Avoid These Bias Errors of Samples in Social Media Research
How to Promote Quality in Social Media Samples
Social media research, as it is currently conducted, is subject to non-participation bias. A number of types of non-participation bias exist and each type has the potential to impact the reliability of research findings—often in ways that are hidden or unknown. In fact, research has shown that those research participants who are difficult to reach, requiring multiple efforts to contact them, differ in significant ways from other respondents. These differences were seen in age, gender, marital status, socioeconomic status, health status, and the number of children.
The extent to which the data at the close of a study includes all the members in a sample is referred to as the response rate. While this concept is clear in a structured survey or set of interviews, it is more ambiguous in social media research. However, it is no less important in social media research than it is in other types of qualitative research. The response rate is calculated by the number of participants who complete surveys—or agree to be interviewed—divided by the total number of people who make up the original sampling effort. The total number must include people who were not successfully contacted or who refused to participate in the research.
The Generalization Issue
Regardless of how data is collected, the importance of a high rate of response cannot be stressed enough. It is not possible to realistically generate a larger population when the response rate of a sample is low. Sample bias increases as response rate drops. In media based surveys, when return rates fall to 20 or 30 percent of the sample, that group of participants bears little resemblance to the overall sampled population. The same tendency of people to return a mail-in survey or agree to participate in a telephone survey occurs with people who engage in social media networks: that is, a particular interest in the subject matter (or product or service, as the case may be).

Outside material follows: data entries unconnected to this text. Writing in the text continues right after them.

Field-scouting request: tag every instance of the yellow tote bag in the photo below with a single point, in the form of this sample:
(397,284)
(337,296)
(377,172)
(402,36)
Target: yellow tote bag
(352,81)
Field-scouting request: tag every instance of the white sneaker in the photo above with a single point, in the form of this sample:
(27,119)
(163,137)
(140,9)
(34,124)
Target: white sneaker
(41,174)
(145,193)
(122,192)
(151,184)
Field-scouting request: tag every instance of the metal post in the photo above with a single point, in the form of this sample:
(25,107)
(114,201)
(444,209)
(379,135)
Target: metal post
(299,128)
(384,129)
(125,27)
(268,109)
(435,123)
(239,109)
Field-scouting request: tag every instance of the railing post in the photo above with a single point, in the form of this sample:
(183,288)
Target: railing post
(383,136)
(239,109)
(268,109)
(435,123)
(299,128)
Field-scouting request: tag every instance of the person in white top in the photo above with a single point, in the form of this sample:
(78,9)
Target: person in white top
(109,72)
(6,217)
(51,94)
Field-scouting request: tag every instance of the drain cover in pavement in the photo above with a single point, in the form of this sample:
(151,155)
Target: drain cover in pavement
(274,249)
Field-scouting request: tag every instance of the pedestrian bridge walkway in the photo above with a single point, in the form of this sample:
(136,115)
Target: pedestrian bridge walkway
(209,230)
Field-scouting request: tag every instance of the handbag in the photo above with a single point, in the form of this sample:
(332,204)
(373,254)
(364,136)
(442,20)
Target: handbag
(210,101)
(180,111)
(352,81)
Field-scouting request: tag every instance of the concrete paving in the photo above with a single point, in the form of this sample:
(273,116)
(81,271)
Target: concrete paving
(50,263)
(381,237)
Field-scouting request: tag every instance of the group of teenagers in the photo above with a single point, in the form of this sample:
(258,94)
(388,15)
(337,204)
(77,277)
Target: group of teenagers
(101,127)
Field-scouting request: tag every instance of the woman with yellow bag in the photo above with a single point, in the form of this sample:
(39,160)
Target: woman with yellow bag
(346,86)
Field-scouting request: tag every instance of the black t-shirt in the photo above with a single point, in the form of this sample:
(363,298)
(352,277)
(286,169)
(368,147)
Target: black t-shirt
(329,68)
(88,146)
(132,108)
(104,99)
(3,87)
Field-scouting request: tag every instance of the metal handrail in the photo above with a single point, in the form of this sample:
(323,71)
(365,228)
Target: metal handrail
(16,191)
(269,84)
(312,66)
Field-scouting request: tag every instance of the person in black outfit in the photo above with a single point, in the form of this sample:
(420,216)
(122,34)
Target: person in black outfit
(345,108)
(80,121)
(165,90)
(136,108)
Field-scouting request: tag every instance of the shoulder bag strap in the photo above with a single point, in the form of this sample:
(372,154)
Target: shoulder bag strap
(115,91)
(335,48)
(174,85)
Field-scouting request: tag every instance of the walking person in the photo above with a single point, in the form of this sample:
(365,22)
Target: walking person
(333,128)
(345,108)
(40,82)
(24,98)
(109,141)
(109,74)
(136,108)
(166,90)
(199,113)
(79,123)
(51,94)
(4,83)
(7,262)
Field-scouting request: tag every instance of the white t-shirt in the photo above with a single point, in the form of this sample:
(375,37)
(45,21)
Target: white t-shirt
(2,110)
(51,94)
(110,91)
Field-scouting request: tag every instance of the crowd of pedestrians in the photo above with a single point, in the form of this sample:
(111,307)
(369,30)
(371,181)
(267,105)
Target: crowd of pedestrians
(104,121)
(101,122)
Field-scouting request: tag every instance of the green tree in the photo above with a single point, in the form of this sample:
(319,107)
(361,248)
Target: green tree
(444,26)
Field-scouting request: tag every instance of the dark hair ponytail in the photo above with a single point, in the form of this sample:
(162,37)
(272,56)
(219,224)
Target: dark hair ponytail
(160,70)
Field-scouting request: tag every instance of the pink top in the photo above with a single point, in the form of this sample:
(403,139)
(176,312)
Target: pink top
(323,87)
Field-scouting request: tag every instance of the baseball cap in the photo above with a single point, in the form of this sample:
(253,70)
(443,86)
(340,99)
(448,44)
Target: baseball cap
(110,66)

Smaller samples have larger sampling error than larger samples. Consider that sample data provides an estimate of the attributes of the larger population. Each sample drawn from a sampling frame provides a separate estimate of that larger population. Theoretically, there could be a separate pattern of responses in each sample taken for each question asked. Over time, with enough samples drawn from the sampling frame, the true pattern would converge around the actual (true) pattern of the larger population.
Margin of Error
Sampling error describes the precision of an estimate from any of the samples taken from the larger population. Sampling error is expressed in terms of a margin of error that is associated with a level of confidence, which is a statistical measure. In a Presidential preference poll, for example, the report may show that the incumbent is favored by 64% of the voters. The margin of error would be plus-or-minus 3 points with a 95% confidence level. In other words, if the poll were conducted over again with 100 different samples of voters, out of the 100 voters, 95 voters would indicate that the incumbent is favored by 61% to 67% of the voters. That is, 61% of the voters +3% or –3%.
Decisions About Sample Size
The margin of error associated with sampling goes down as sample size goes up, but only to a certain point. When sample size reaches 1000 to 2000 respondents, the margin of error is sufficiently small so as to make consideration of larger samples (not a cost-effective choice). When subgroups are part of the larger population, larger sample sizes may be justified because the margin of error will vary for each subgroup depending on the number of people in the subgroups. For example, given 1000 members of a social media network and a margin of error that equals somewhere between 1 to 3 percentage points with a 95% confidence interval, analysis of a subgroup of that social media network—say, stay-at-home-moms numbering about 100—would have a higher margin of error of about 4 to 10 points.
Gauging Sample Sufficiency
Samples are typically evaluated according to the selection procedures used rather than the ultimate size or composition. This is fundamental because—in most situations—it is impossible to accurately measure how representative a sample is of the larger population. Statistical procedures are used because they permit convenient and fundamentally reliable estimates. Establishing a reasonable confidence interval and margin of error at the beginning enables researchers to focus on variables such as response rate and adequate sampling frames.